Uma virtuosa homenagem ao cinema de David Lynch sobre Malmequer, de Maria Julia Gonçalves

por Lucas Detoni

David Lynch, um dos maiores diretores do cinema moderno, nos deixou em janeiro de 2025, mas o seu legado e estilo cinematográfico continuará existindo. Ora por imitadores baratos (sim, é possível), ora por homenagens e referências às suas mais belas obras.

Em “Malmequer”, curta-metragem dirigido e roteirizado por Maria Júlia Gonçalves, temos um exemplo recente da melhor forma de usar as referências Lynchinianas. Malmequer é um surto coletivo a partir de uma premissa simples, assim como todos os filmes de David Lynch.

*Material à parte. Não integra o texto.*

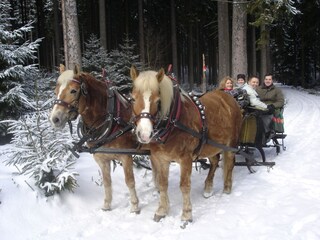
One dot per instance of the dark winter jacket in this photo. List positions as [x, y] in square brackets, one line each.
[271, 95]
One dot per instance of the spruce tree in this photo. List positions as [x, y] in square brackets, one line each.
[120, 62]
[17, 55]
[94, 57]
[39, 151]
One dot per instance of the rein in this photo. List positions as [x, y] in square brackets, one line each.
[110, 129]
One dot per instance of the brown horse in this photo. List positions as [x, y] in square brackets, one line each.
[80, 93]
[186, 125]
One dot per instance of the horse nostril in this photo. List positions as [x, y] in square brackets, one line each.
[55, 120]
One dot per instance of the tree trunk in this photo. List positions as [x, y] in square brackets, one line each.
[174, 40]
[224, 40]
[253, 53]
[102, 23]
[71, 35]
[141, 32]
[239, 38]
[57, 35]
[263, 53]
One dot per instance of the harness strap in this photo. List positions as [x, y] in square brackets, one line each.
[212, 142]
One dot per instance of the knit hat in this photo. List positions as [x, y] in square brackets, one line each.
[241, 76]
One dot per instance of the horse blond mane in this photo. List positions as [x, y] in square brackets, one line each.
[147, 80]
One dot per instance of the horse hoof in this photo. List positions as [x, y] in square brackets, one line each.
[137, 211]
[227, 190]
[207, 194]
[184, 224]
[106, 209]
[157, 218]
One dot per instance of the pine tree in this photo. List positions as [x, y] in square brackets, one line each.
[120, 62]
[94, 57]
[16, 57]
[39, 151]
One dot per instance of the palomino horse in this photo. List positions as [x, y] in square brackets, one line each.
[178, 128]
[80, 93]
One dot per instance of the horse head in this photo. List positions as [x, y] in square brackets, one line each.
[152, 96]
[68, 91]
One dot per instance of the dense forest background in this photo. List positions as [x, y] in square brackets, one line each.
[291, 39]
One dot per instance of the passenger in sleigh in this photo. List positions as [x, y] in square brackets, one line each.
[240, 95]
[262, 110]
[272, 96]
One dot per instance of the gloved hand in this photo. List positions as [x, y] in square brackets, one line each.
[271, 108]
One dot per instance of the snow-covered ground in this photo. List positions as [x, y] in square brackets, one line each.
[278, 203]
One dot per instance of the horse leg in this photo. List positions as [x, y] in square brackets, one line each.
[229, 159]
[185, 186]
[208, 185]
[127, 164]
[106, 177]
[162, 176]
[155, 175]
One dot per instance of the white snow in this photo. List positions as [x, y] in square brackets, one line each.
[278, 203]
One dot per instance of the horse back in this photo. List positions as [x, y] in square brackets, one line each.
[223, 116]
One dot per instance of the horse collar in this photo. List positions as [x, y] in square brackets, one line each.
[165, 126]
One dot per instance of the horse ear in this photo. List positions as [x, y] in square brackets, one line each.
[160, 75]
[134, 73]
[76, 69]
[62, 68]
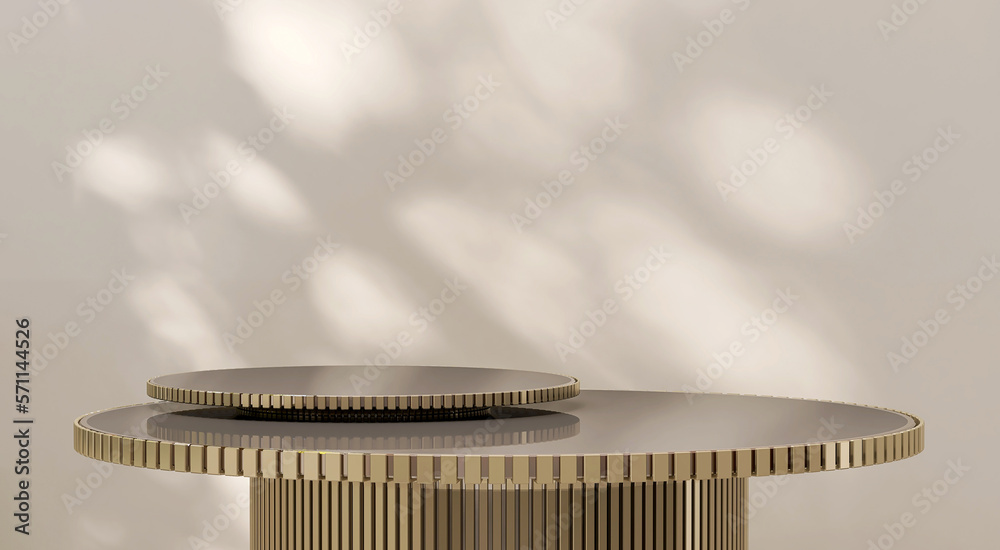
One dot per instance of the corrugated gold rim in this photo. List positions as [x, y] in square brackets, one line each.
[493, 469]
[364, 402]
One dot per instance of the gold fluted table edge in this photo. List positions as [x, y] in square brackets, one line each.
[686, 515]
[496, 469]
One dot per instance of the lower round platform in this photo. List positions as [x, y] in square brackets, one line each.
[688, 515]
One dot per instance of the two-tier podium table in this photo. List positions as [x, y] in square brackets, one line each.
[449, 457]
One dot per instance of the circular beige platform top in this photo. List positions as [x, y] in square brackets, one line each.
[354, 388]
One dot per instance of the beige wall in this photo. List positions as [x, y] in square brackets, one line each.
[65, 231]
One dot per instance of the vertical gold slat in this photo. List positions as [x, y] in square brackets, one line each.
[429, 506]
[381, 515]
[469, 521]
[368, 510]
[441, 516]
[551, 517]
[510, 523]
[417, 527]
[496, 513]
[405, 516]
[346, 506]
[524, 516]
[567, 516]
[659, 513]
[482, 497]
[615, 506]
[455, 515]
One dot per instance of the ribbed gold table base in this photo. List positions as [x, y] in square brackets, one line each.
[689, 515]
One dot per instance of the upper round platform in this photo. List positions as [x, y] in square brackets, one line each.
[362, 388]
[599, 436]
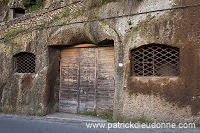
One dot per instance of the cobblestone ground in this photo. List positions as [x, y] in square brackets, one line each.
[74, 122]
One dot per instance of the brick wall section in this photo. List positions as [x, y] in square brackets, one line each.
[33, 19]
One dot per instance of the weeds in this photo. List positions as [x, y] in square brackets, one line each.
[88, 113]
[43, 21]
[35, 114]
[12, 33]
[34, 8]
[65, 12]
[108, 117]
[98, 3]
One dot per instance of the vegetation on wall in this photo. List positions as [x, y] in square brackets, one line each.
[28, 3]
[3, 1]
[35, 7]
[98, 3]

Malmequer conta a história de Eva, uma jovem mulher que vai conhecer pela primeira vez os pais do seu namorado. Eva está tensa pela situação (ela aparece em cena jogando “bem-me-quer/ mal-me-quer com uma flor de cravo antes de sair do carro, e também está desesperada para ser aceita (ela leva uma garrafa de vinho, mas esquece de checar se seus sogros bebem). É um peso que Eva carrega em seus ombros, como se sua felicidade (e a do relacionamento) dependesse de passar uma boa impressão nesse primeiro encontro. Eva mal respira, mal fala, mal anda (a cena em que ela vê os sogros pela primeira vez é sublime). Mas o “mal” ainda estava por vir… E seguir contando o filme seria um erro imenso.

É um filme cheio de qualidades técnicas, que vão da direção de arte (de encher os olhos, ricas em detalhes e vida, concebida por Gabriel Perón e Julia Meirelles y Araújo) a direção de fotografia (estupenda, feita pela dupla Pedro Morales e Matheus Pires), passando pela montagem (também feita em dupla, Nalu Formagio e Douglas Dias – um viva para os cortes sutis) e o som e trilha (ambas magníficas feitas por Beto Buzzi). O filme ainda encontra força na interpretação angustiante e espetacular de Bella Camero (de “Marighella” e “Aumenta que é Rock´N´Roll”), que segura o filme com olhares penetrantes e segurando a respiração.

Malmequer é um belíssimo curta-metragem, dirigido com pulso firme e talento impressionantes, que prova que quando se bebe diretamente da fonte, o resultado pode ser tão bom quanto o seu criador.